Now, sometimes you'll fly anyway, whether it's because you have to or because you've survived the winter in Sweden so you feel like you've really earned a break in sunnier climes.

But instead of telling everyone and posting a triumphant picture of your departure on social media, you may choose to keep it quiet and smygflyga (which awkwardly translates as sneak fly or stealth fly).


Ok, so you were strong enough to resist the smygflyga temptation and there you are on Instagram on your 12-hour train from Sweden to southern Europe. Just go ahead and tågskryta (train brag), why don't you.


Benim is the genitive case of Turkish pronoun ben and means my or mine. It is also often used as an exclamation, for example if you enter someone's home and announce "It's me!" – it is probably this meaning of the word that has made it into Swedish. So far, it is mainly heard in rap lyrics or in street slang.


Imports of halloumi increased in Sweden from 21 tonnes in 2010 to 4,000 tonnes last year, as it became the barbecue meat substitute of choice for many Swedes. But this summer warnings emerged about antibiotics given to farm animals in Cyprus, much to the discontent of Cypriot organizations, and halloumi fell out of fashion. Its Swedish-made substitute is called eldost (fire cheese) and is now growing fast in popularity.

Grilled halloumi with watermelon and mint leaves.

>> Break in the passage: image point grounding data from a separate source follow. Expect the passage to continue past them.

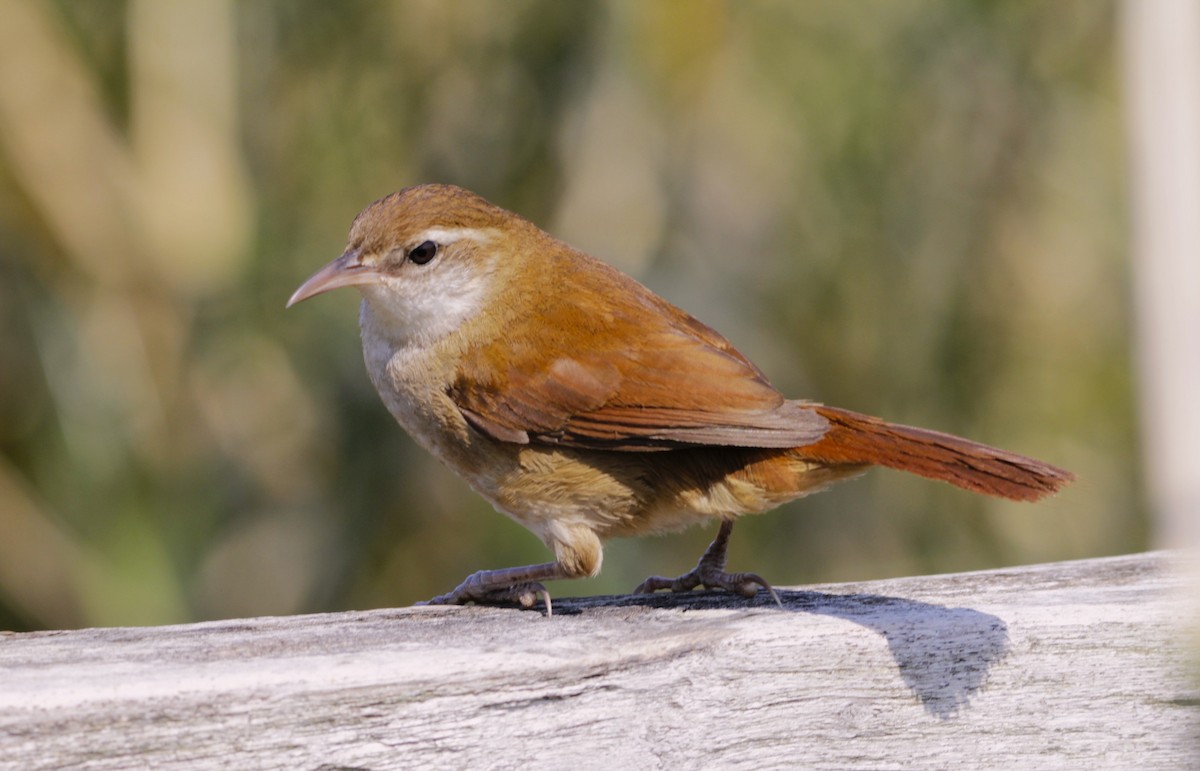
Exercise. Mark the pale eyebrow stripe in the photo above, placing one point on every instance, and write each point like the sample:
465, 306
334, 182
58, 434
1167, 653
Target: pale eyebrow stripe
451, 234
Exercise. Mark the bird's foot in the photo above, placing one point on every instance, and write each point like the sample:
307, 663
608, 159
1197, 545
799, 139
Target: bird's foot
709, 573
498, 587
744, 584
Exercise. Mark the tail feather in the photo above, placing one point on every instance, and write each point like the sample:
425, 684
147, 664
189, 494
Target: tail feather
859, 438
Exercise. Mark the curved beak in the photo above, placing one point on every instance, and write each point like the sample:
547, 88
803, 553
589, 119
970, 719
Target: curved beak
345, 272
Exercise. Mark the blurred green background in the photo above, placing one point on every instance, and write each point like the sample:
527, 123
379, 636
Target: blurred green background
911, 208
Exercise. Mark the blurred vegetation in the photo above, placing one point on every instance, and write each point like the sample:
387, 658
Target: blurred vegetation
909, 208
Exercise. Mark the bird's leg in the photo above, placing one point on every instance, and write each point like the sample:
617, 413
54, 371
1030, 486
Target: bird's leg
519, 585
709, 572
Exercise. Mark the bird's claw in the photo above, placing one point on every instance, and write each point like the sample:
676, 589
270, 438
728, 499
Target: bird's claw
474, 590
744, 584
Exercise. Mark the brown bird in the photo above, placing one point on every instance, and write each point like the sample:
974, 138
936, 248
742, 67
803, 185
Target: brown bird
586, 407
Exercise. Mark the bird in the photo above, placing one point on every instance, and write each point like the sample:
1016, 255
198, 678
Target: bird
586, 407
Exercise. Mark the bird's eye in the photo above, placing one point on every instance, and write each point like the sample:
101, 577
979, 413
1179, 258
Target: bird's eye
423, 253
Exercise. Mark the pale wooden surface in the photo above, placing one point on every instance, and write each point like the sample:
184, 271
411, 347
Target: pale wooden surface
1077, 665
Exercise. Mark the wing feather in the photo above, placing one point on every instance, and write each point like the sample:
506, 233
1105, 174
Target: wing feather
651, 376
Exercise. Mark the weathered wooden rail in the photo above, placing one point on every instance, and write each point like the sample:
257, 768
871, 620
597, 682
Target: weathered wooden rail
1080, 664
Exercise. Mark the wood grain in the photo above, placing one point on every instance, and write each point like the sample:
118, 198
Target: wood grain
1080, 664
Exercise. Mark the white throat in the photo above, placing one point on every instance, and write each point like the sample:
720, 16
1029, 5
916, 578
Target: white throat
419, 308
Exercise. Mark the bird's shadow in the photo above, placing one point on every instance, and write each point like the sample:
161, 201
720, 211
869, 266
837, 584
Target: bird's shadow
943, 655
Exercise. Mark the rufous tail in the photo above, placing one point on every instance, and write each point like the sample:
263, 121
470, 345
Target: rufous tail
859, 438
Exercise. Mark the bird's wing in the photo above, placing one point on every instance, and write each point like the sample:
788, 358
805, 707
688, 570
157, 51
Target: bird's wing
628, 371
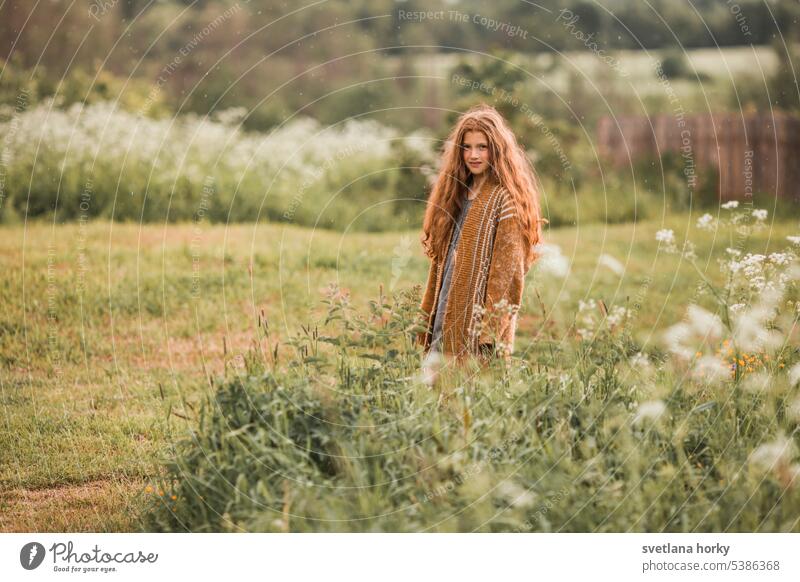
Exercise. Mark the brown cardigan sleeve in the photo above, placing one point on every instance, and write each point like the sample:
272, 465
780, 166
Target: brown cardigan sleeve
506, 278
428, 296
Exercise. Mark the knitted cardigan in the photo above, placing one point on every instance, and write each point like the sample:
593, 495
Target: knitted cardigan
489, 266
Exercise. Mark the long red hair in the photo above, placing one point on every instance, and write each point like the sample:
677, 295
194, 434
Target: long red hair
507, 163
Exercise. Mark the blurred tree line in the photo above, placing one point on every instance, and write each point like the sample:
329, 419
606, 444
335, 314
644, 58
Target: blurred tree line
329, 60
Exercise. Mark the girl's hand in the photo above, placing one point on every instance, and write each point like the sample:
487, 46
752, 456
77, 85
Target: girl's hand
486, 350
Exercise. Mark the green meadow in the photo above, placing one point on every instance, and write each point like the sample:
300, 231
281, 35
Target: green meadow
144, 368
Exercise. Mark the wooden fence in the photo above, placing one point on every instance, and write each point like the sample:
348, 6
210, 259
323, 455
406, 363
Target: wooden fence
751, 153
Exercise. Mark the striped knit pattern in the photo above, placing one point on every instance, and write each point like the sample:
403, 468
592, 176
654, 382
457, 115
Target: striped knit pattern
488, 266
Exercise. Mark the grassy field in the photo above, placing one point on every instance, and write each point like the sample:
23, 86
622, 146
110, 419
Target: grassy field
110, 333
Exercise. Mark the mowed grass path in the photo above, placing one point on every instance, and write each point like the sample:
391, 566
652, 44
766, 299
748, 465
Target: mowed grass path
106, 328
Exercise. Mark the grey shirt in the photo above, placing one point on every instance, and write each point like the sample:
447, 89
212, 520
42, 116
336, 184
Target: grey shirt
447, 276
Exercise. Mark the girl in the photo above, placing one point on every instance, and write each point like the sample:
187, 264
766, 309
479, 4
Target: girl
481, 223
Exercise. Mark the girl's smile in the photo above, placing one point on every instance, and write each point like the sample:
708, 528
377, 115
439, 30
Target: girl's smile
476, 151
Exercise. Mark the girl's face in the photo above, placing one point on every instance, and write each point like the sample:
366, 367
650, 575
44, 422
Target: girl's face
475, 149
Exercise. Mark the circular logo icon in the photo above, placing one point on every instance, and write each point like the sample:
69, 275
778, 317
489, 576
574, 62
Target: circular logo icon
31, 555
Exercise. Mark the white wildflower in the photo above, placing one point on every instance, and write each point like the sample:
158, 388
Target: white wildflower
676, 338
706, 222
517, 496
430, 368
666, 236
794, 375
710, 368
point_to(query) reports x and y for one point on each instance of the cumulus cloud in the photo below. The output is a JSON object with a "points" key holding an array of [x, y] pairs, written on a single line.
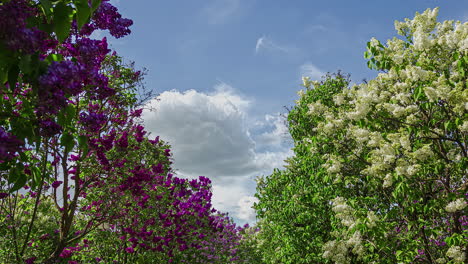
{"points": [[310, 70], [264, 43], [210, 136]]}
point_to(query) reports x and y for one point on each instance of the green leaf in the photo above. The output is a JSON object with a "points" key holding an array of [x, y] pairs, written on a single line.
{"points": [[25, 64], [63, 16], [83, 12], [367, 55], [46, 7], [95, 4]]}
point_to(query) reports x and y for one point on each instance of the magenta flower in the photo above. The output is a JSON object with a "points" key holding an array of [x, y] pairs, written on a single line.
{"points": [[56, 184]]}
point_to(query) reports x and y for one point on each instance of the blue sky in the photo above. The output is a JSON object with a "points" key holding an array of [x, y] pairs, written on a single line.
{"points": [[225, 69]]}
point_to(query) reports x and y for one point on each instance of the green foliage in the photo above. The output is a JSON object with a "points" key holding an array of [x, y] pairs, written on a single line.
{"points": [[380, 169]]}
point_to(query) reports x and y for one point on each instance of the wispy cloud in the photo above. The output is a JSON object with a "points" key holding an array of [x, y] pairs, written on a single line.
{"points": [[264, 43], [310, 70], [219, 11]]}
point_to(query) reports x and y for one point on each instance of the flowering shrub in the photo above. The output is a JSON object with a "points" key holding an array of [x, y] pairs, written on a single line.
{"points": [[80, 180], [380, 172]]}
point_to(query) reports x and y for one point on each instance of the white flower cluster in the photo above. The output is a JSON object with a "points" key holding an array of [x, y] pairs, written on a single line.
{"points": [[372, 219], [456, 253], [456, 205], [343, 212], [337, 250]]}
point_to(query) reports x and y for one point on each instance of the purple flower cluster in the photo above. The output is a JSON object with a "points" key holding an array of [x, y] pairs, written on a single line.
{"points": [[63, 79], [93, 122], [14, 31], [107, 17], [49, 128], [89, 52], [9, 145]]}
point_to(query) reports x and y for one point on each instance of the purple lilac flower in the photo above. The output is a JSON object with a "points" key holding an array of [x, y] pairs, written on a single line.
{"points": [[92, 122], [56, 184], [9, 145], [14, 31], [61, 80], [107, 17], [49, 128]]}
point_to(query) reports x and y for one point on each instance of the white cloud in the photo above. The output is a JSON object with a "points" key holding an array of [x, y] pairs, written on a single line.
{"points": [[210, 136], [264, 43], [219, 11], [310, 70]]}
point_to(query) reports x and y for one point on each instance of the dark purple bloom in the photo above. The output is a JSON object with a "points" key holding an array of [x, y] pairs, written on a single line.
{"points": [[56, 184], [107, 17], [92, 122], [9, 145], [49, 128], [30, 260]]}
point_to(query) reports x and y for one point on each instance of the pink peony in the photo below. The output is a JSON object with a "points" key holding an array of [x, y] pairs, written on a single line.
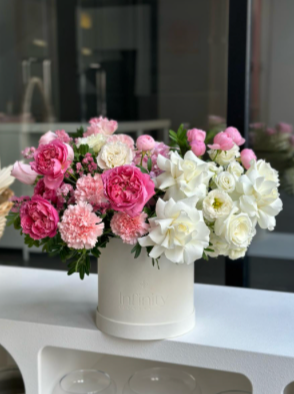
{"points": [[90, 189], [127, 189], [246, 156], [101, 125], [222, 142], [39, 218], [235, 135], [24, 173], [80, 227], [145, 142], [129, 228], [196, 135], [124, 138], [52, 160], [198, 147]]}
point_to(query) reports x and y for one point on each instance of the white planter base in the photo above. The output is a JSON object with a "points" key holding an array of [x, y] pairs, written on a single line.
{"points": [[141, 302]]}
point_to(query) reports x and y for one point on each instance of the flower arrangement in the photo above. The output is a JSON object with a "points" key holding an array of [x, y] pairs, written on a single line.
{"points": [[186, 201]]}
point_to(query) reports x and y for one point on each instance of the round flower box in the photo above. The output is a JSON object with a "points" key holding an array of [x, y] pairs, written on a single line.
{"points": [[139, 301]]}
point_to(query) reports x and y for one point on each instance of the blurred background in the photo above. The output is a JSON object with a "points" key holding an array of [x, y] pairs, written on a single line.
{"points": [[151, 65]]}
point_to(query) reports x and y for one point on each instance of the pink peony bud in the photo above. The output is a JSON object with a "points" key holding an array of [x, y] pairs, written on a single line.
{"points": [[145, 142], [196, 135], [24, 173], [198, 147], [246, 156]]}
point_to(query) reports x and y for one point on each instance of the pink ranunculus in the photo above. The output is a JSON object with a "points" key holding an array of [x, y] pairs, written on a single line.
{"points": [[235, 135], [52, 160], [198, 148], [24, 173], [39, 218], [196, 135], [246, 156], [222, 142], [127, 189], [101, 125], [145, 142]]}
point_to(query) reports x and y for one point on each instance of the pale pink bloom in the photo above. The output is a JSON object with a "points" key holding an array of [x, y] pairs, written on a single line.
{"points": [[127, 189], [80, 227], [124, 138], [198, 147], [28, 153], [196, 135], [24, 173], [246, 156], [222, 142], [235, 135], [145, 142], [90, 189], [38, 218], [285, 128], [128, 228], [101, 125]]}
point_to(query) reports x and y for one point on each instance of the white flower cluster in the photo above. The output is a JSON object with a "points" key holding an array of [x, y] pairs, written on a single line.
{"points": [[211, 207]]}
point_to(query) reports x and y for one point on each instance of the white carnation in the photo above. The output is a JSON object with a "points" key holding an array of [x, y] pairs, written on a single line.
{"points": [[217, 204], [183, 178], [224, 158], [94, 141], [114, 154], [259, 196], [225, 181], [178, 231]]}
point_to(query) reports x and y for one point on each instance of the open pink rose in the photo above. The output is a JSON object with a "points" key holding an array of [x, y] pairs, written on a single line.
{"points": [[235, 135], [246, 156], [24, 173], [222, 142], [196, 135], [52, 160], [101, 126], [39, 218], [145, 142], [198, 147], [127, 189]]}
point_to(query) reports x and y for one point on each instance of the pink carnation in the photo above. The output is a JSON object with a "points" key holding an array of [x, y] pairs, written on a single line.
{"points": [[80, 227], [101, 126], [90, 189], [38, 218], [128, 228]]}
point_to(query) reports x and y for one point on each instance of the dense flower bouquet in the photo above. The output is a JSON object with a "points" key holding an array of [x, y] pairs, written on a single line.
{"points": [[96, 185]]}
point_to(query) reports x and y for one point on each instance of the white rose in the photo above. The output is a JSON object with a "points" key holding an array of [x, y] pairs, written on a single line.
{"points": [[235, 169], [183, 178], [224, 158], [114, 154], [217, 204], [259, 196], [236, 229], [94, 141], [178, 231], [225, 181]]}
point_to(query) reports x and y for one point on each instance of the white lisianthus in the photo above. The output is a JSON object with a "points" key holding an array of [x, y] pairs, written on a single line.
{"points": [[224, 157], [237, 229], [259, 196], [225, 181], [235, 169], [94, 141], [114, 154], [183, 178], [217, 204], [178, 231]]}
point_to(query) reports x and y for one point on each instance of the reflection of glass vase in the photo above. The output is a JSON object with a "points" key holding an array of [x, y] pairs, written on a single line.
{"points": [[161, 381], [88, 381]]}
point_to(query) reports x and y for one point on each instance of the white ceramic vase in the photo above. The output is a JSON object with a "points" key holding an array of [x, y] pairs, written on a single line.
{"points": [[138, 301]]}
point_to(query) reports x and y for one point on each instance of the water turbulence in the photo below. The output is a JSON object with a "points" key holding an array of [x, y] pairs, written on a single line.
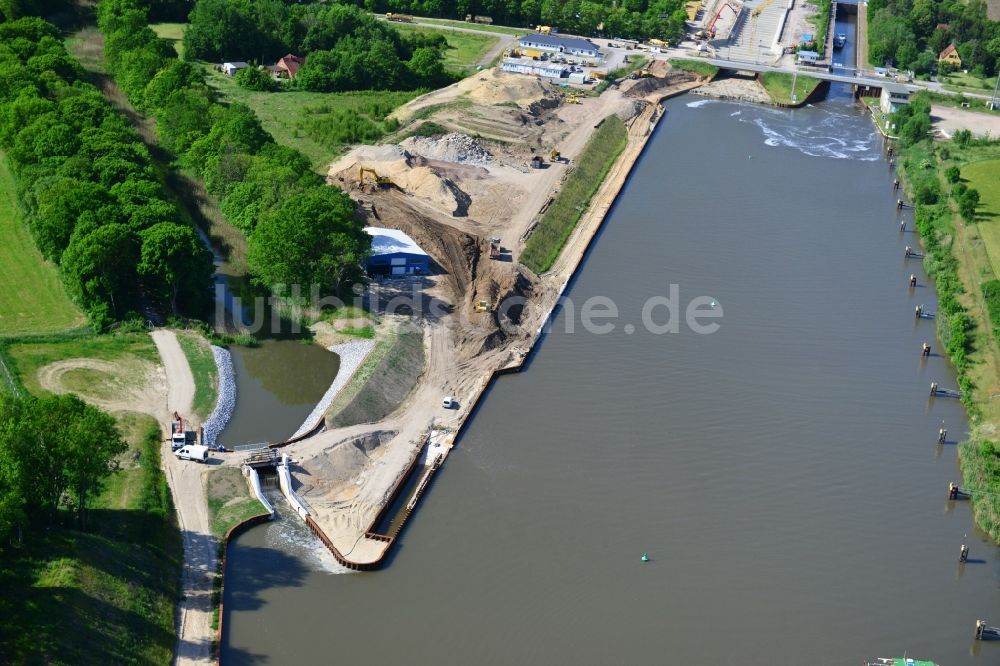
{"points": [[783, 474]]}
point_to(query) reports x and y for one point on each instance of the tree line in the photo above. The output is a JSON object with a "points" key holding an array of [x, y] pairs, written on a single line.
{"points": [[345, 48], [54, 452], [91, 193], [909, 34], [300, 230]]}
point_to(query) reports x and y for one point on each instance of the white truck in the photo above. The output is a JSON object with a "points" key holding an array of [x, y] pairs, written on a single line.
{"points": [[195, 452], [179, 436]]}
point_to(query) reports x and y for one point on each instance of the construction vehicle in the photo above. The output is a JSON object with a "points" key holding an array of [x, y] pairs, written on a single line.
{"points": [[381, 181], [179, 437]]}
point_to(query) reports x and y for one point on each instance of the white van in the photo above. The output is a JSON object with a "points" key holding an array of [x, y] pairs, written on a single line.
{"points": [[192, 452]]}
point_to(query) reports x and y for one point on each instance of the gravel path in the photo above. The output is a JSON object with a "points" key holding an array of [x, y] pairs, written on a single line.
{"points": [[226, 401], [351, 354]]}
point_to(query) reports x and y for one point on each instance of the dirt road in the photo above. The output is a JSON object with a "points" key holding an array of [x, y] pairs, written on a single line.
{"points": [[194, 631]]}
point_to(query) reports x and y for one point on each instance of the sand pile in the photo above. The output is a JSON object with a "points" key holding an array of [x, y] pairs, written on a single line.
{"points": [[492, 86], [408, 172], [453, 147], [344, 461]]}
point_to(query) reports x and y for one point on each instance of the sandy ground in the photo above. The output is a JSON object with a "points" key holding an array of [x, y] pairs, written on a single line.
{"points": [[947, 120], [194, 632], [345, 475]]}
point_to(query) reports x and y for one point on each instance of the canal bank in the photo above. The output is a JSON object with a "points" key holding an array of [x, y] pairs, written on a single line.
{"points": [[782, 473]]}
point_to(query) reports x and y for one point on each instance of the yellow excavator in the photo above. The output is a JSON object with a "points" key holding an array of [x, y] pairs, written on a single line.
{"points": [[381, 181]]}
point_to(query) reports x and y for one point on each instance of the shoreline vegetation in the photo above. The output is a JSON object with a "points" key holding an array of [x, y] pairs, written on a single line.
{"points": [[955, 228], [557, 223]]}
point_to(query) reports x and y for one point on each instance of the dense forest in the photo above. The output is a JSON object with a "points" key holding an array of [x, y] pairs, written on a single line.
{"points": [[300, 230], [54, 452], [281, 21], [909, 34], [91, 193]]}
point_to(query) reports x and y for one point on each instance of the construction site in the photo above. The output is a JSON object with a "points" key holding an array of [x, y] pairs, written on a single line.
{"points": [[469, 194]]}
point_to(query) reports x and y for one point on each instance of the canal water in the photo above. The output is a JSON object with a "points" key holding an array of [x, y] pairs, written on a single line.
{"points": [[782, 473]]}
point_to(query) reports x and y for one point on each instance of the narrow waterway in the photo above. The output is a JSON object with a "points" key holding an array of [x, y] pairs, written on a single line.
{"points": [[782, 473]]}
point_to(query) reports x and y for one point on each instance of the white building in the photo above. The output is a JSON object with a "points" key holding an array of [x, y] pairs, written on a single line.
{"points": [[893, 97], [557, 44], [230, 68], [535, 68]]}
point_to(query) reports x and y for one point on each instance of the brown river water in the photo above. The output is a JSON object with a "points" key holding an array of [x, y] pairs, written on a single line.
{"points": [[782, 473]]}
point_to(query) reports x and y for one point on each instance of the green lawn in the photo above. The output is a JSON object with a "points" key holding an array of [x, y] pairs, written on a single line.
{"points": [[229, 500], [202, 363], [173, 32], [131, 353], [465, 50], [507, 30], [962, 82], [695, 67], [548, 238], [32, 299], [779, 87], [313, 122], [984, 176], [107, 595]]}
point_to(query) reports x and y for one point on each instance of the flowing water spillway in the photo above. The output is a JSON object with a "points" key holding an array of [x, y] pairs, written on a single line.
{"points": [[782, 473]]}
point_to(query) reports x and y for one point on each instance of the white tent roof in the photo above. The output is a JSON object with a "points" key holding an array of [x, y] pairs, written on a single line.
{"points": [[391, 241]]}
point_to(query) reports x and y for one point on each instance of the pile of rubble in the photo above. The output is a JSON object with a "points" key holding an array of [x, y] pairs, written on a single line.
{"points": [[453, 147]]}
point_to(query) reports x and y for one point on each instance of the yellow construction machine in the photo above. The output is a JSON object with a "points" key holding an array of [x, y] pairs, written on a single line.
{"points": [[381, 181]]}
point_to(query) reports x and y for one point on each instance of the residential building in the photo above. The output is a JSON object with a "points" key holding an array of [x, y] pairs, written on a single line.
{"points": [[577, 46]]}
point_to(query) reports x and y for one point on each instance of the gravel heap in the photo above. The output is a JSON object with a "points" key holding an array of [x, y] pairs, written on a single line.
{"points": [[351, 354], [449, 148], [226, 401]]}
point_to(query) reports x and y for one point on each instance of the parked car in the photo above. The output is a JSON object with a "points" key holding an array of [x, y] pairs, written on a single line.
{"points": [[192, 452]]}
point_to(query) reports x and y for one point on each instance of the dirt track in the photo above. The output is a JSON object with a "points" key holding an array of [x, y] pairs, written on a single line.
{"points": [[194, 633], [345, 475]]}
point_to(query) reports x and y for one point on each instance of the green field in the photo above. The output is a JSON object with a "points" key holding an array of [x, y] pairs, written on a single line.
{"points": [[309, 121], [962, 82], [984, 176], [229, 500], [130, 352], [173, 32], [202, 363], [107, 595], [465, 50], [548, 238], [32, 299], [779, 87], [695, 67]]}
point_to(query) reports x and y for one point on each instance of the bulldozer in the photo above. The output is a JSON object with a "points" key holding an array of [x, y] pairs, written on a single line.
{"points": [[381, 181]]}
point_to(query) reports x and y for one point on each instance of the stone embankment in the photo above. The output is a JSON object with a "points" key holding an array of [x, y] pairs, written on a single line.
{"points": [[352, 355], [225, 403]]}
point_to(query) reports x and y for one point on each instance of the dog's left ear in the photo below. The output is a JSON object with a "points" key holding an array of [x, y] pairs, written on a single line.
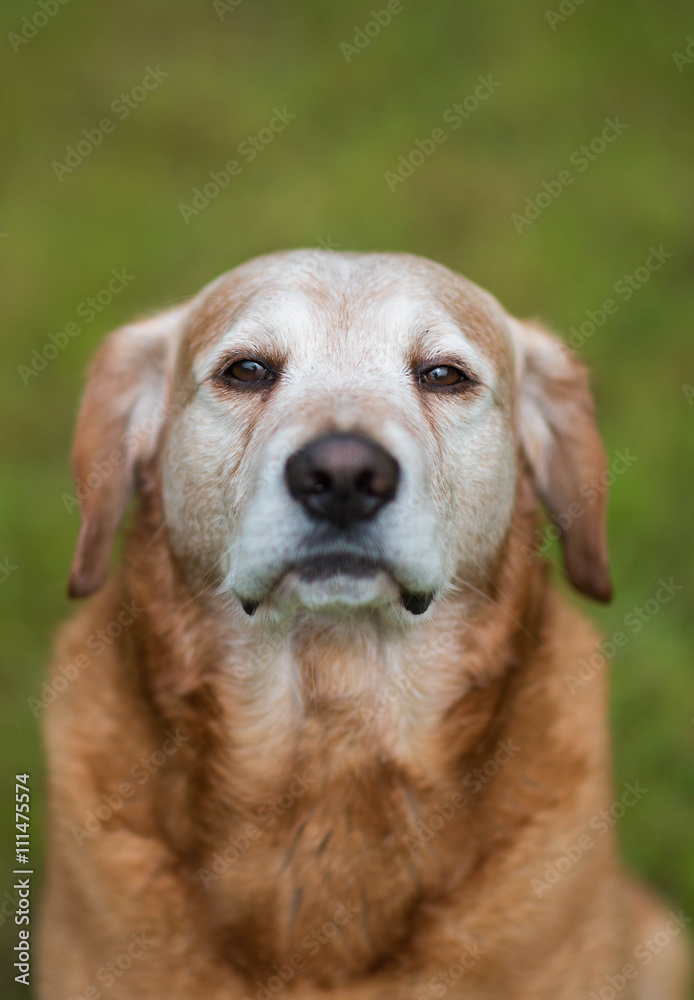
{"points": [[561, 442], [118, 429]]}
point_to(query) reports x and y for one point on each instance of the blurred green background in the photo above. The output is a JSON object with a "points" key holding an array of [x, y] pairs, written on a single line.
{"points": [[321, 181]]}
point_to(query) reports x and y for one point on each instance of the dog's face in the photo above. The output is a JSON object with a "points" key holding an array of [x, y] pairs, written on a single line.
{"points": [[339, 433]]}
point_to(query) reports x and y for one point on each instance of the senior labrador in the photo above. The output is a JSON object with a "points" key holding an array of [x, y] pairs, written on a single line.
{"points": [[318, 736]]}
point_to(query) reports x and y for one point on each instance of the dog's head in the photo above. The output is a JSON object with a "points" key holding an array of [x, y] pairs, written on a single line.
{"points": [[338, 431]]}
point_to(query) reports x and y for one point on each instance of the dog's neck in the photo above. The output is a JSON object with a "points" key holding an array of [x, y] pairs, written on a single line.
{"points": [[332, 740]]}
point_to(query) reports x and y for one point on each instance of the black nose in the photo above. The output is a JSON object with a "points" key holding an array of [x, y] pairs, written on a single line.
{"points": [[342, 478]]}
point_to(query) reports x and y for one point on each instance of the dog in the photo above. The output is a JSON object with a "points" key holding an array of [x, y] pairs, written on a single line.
{"points": [[317, 734]]}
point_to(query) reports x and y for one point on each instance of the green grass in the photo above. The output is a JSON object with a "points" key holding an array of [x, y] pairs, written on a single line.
{"points": [[323, 177]]}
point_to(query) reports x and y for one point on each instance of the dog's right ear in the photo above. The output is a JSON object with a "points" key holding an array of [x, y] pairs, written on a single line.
{"points": [[118, 428]]}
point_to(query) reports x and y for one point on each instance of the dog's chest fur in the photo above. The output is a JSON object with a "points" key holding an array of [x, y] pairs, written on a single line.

Photo: Janerik Henriksson/TT


Källkritik (source criticism) is a well-known Swedish word, but this year there has also been a lot of talk about the importance of källtillit (source trust) – how to use source criticism to be able to know which sources to trust, where to find reliable data and how newspapers work to verify reports.


Menskonst means period art (as in menstrual period) and has existed in the Swedish language since 2014.

For example, in 2017 artist Liv Strömquist caused a stir with a painting of women having their period which was shown at the Slussen metro station in Stockholm.

But this year it became increasingly popular to use the term in a broader sense to denote all art that in the eye of the beholder is deemed "too" radical, feminist or edgy, as opposed to something with wider appeal.